Baby Steps: Zappos.com's Switch to Drupal Content Management
We've written before about the projection that Drupal, the powerful open source content management system (CMS), may run more than 240,000 sites on the web by January of next year. OStatic runs on Drupal, as do many other well-known sites, including The Onion and Fast Company. Dries Buytaert, founder of Drupal, has a post up on how Zappos, an e-commerce web site with more than $1 billion in annual revenues, is using Drupal. The Drupal.org site also has a case study up about how Zappos uses Drupal, which illustrates how flexible a platform it really is, and provides a lesson in how many sites using expensive proprietary CMS solutions could gradually transition to the many open source alternatives.
Zappos did not adopt Drupal across its several sites all at once. Instead, the company built its About.Zappos site on it, as an experiment, comparing it to other CMS solutions. After favorable results, the team at Zappos decided to base Zappos' Zeta site on Drupal as well.
As the case study illustrates, Drupal became very pervasive at Zappos. As has been true for the team at Zappos, we at OStatic run on Drupal, but take advantage of some modular tools that we consider to be improvements on certain aspects of it. Modularity, a hallmark of many open source applications, is one of Drupal's strengths.
That, again, drives home the point that even established sites with a fair amount of complexity to their structures don't have to shift all at once, or in their entirety, to free, open source content management platforms.
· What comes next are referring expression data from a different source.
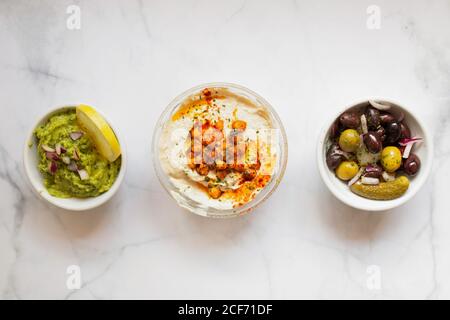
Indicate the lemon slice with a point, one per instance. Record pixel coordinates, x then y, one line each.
99 130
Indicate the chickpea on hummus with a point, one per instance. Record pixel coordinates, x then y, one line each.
69 161
216 149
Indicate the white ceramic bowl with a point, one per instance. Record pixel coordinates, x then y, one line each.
340 189
30 160
198 208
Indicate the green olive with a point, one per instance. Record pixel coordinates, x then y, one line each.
347 170
349 140
391 159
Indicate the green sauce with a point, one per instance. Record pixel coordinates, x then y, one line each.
65 183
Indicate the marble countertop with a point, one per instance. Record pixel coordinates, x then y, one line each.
308 58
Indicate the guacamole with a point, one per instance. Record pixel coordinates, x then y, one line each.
69 161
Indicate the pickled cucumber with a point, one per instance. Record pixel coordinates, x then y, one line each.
384 190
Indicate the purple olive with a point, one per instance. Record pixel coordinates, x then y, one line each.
411 165
406 133
393 132
350 119
373 118
386 118
372 142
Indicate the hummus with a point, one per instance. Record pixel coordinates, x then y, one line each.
216 149
69 162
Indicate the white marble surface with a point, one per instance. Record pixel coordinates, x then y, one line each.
130 58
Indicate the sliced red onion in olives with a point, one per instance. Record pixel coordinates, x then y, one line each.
386 118
373 171
76 135
381 132
52 167
411 165
52 156
334 130
72 166
405 132
393 132
47 148
372 142
334 156
373 118
350 119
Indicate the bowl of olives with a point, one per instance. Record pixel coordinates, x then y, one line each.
374 155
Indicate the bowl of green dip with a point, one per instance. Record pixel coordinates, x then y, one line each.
63 165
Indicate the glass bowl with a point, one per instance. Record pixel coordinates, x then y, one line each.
200 208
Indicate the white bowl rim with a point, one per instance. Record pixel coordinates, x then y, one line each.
85 203
365 204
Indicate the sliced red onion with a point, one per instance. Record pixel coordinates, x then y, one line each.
72 166
76 154
388 176
356 178
364 124
406 141
58 149
371 168
83 174
342 153
47 148
408 144
52 156
52 167
407 151
371 181
66 160
76 135
379 106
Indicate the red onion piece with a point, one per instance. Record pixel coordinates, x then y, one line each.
83 174
52 167
406 141
342 153
66 160
72 166
379 106
76 154
47 148
58 149
371 168
370 181
356 178
52 156
364 124
388 176
76 135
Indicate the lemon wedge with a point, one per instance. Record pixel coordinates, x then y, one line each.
99 130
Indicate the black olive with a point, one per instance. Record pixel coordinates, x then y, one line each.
373 118
372 142
386 118
350 119
334 159
411 165
406 133
393 132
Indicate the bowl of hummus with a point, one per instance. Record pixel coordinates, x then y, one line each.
74 158
219 149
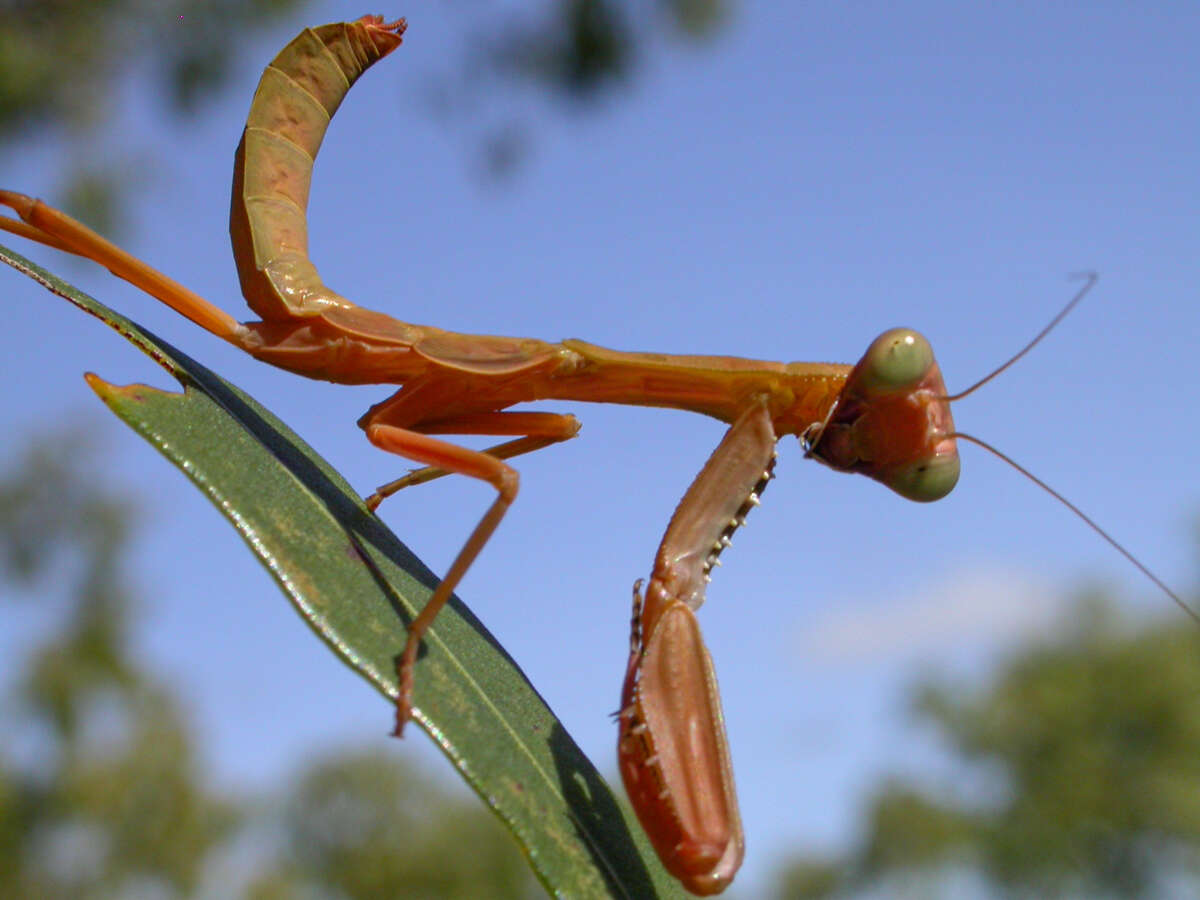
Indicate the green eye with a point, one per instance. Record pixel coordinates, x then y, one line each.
927 480
898 359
People running sites don't have to pinch their nostrils, jump in and completely submerge themselves in a foreign environment. Instead, baby steps can lead to further steps, and there is no rule that says a platform such as Drupal has to run a site from end to end.
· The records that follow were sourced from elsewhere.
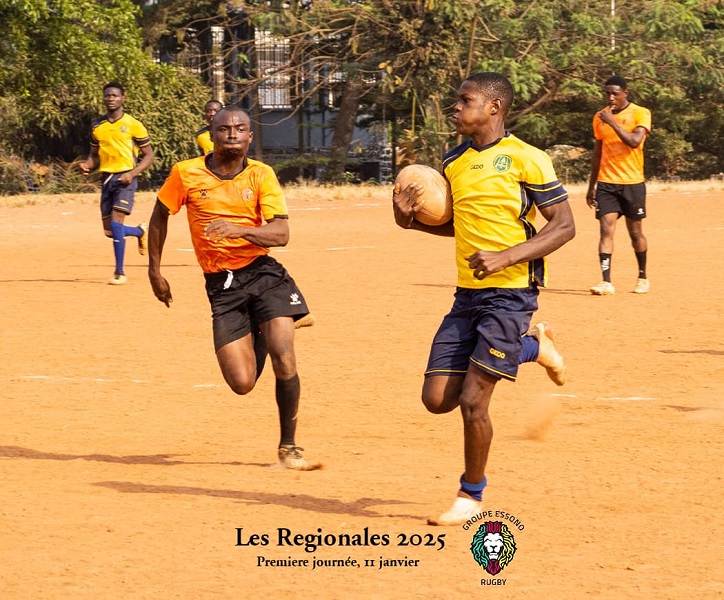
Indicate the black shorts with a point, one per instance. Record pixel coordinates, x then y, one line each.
627 200
254 294
484 328
116 195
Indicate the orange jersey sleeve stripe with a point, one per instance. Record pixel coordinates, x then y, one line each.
248 199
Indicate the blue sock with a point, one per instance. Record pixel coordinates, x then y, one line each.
474 490
529 353
132 231
119 245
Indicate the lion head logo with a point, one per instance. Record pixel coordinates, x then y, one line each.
502 163
493 546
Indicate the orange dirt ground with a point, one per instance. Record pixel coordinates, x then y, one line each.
127 464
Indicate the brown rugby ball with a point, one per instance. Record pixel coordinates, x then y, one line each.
436 199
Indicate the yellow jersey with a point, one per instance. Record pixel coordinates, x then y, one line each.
249 199
496 190
118 142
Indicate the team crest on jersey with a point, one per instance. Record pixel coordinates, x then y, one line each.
502 163
493 546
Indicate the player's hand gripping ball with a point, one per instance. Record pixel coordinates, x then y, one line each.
436 199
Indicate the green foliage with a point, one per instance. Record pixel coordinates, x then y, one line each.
55 56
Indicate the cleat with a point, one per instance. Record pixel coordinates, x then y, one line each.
306 321
143 239
290 457
642 286
605 288
548 356
461 510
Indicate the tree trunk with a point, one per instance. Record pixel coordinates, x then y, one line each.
344 128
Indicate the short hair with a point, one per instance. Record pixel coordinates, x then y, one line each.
232 108
116 85
494 85
616 80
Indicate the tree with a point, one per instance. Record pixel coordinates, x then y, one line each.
54 61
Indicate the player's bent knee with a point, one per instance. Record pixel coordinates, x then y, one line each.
241 387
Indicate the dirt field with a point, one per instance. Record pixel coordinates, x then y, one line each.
129 470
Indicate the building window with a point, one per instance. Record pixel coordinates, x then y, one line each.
274 73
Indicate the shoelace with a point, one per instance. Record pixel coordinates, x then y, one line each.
293 451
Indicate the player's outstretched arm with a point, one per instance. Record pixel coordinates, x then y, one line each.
272 234
157 230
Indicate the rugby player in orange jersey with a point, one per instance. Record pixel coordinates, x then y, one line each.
616 185
237 211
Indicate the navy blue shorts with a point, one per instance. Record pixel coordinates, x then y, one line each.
115 195
627 200
255 294
483 328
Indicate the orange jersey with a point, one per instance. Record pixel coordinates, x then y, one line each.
249 199
620 163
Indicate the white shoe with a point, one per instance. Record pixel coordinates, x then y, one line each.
605 288
461 510
143 239
642 286
306 321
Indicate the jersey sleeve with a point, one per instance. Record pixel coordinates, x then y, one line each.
541 182
597 126
272 202
172 193
643 119
140 134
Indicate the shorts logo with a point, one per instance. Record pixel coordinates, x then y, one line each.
493 546
502 163
497 353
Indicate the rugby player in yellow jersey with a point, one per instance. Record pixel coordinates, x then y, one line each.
498 184
116 140
236 211
616 185
203 135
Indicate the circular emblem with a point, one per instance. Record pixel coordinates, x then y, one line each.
502 163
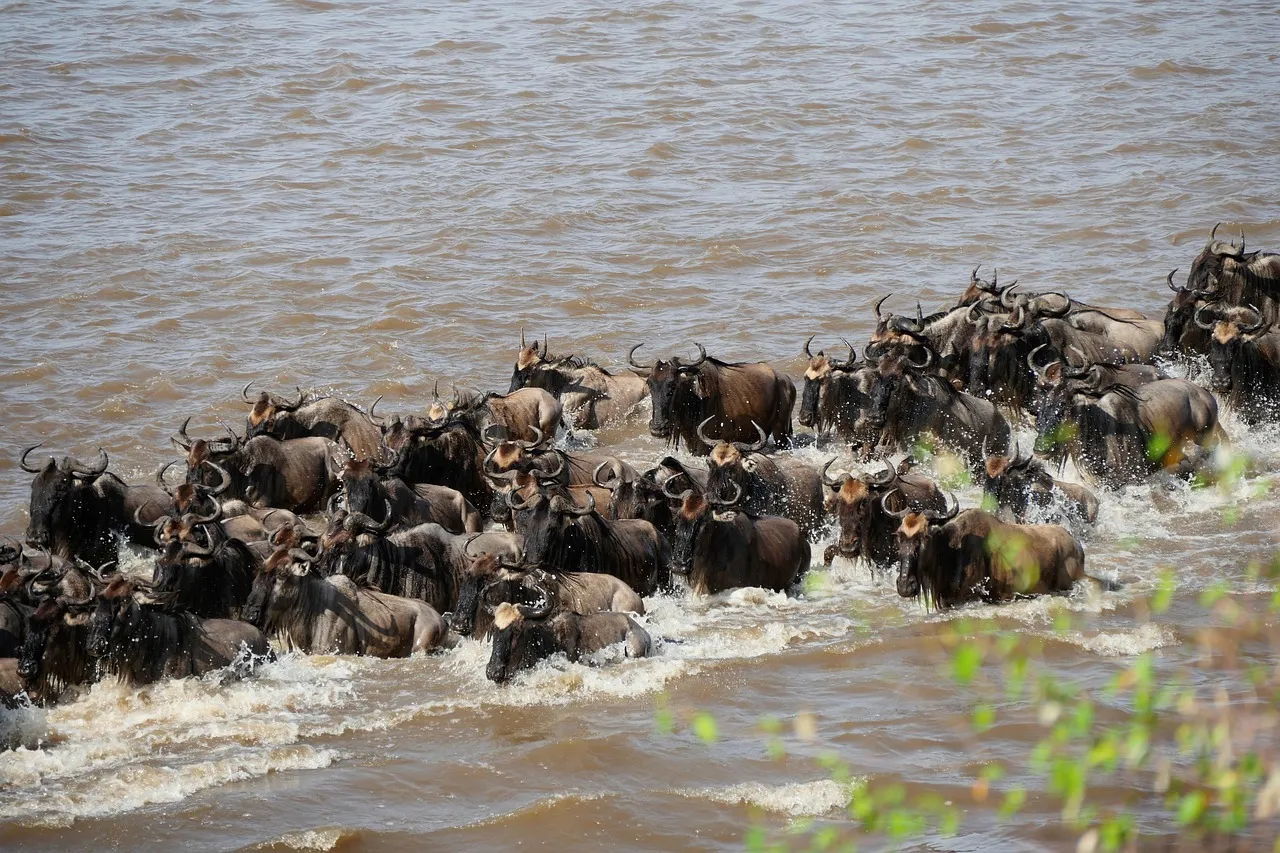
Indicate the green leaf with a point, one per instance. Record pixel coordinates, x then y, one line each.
704 726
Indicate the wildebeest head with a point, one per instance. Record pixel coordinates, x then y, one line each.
521 637
730 463
1211 261
63 501
914 543
1229 331
529 363
263 416
694 514
672 386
If you're unfamiliar with Drupal or most other well-known open source content management systems, you can try them--working for hours as an "administrator"--at OpenSourceCMS. I continue to think that many e-commerce sites and publications will switch to free, open source content management solutions. The CMS arena represents some of the most fertile territory for open source---commercial and non-commercial. There are also lots of good, open source alternatives to Drupal. What the Zappos case study shows is that these kinds of platform switches can be made gradually, on a trial basis.